Rep. Ilhan Omar's father has died from COVID-19 complications
Sarah Al-Arshani
Rep.-elect Ilhan Omar, D-Minn., joins House Democratic Leader Nancy Pelosi of California and newly-elected members at a news conference to discuss their priorities when they assume the majority in the 116th Congress in January, at the Capitol in Washington, Friday, Nov. 30, 2018. Associated Press/J. Scott Applewhite
Rep. Ilhan Omar of Minnesota announced late Monday that her father died from COVID-19 complications.
Rep. Ilhan Omar of Minnesota announced late Monday that her father died from COVID-19 complications.
"No words can describe what he meant to me and all who knew and loved him," Omar wrote in a statement on her father's death.
Omar is the first Somali-American to serve in Congress and often credited her perseverance to her father, who helped raise her from infancy after her mother passed away.
Rep. Ilhan Omar announced on Monday that her father, Nur Omar Mohamed, died from complications of COVID-19.
The Minnesota Democrat released a statement on her father's death late Monday that included an Islamic phrase "Inna lillahi wa inna ilayhi raji'cuun," which means "Surely we belong to God and to Him we return."
"It is with tremendous sadness and pain that I share that my father, Nur Omar Mohamed, passed away today due to complications from COVID-19," Omar wrote. "No words can describe what he meant to me and all who knew him. My family and I ask for your respect and privacy during this time."
—Ilhan Omar (@IlhanMN) June 16, 2020
Omar is the first Somali-American and one of the first Muslim women to serve in the US House Representatives. Her widely covered road to Congress revealed she spent her early years as a refugee who fled Somalia with her family in the early 1990s.
Omar often credited her determination to her father, who The New York Times reported raised her after her mother died while she was still an infant.
On the eve of her historic swearing-in to Congress last January, she tweeted a photo of herself and her father arriving at Virginia's Ronald Reagan Washington National Airport, the same airport that she arrived in as a refugee many years earlier.

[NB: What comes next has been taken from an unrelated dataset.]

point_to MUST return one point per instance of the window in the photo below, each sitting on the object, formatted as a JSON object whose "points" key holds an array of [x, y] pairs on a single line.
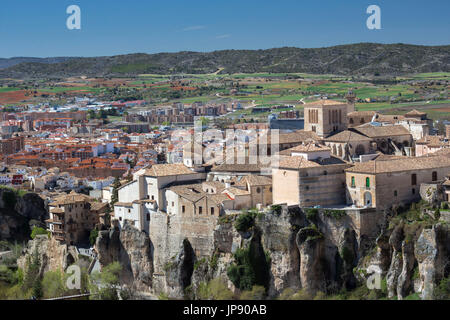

"23 years ago, from a refugee camp in Kenya, my father and I arrived at an airport in Washington DC," Omar wrote alongside the photo. "Today, we return to that same airport on the eve of my swearing in as the first Somali-American in Congress."
—Ilhan Omar (@IlhanMN) January 2, 2019
Omar told the Times that she often encountered bullies while growing up in suburban Virginia, which her father dismissed as "doing something to you because they feel threatened in some way by your existence."
As of late Monday, the novel coronavirus had infected more than 2.1 million and infected more than 116,000 in the US.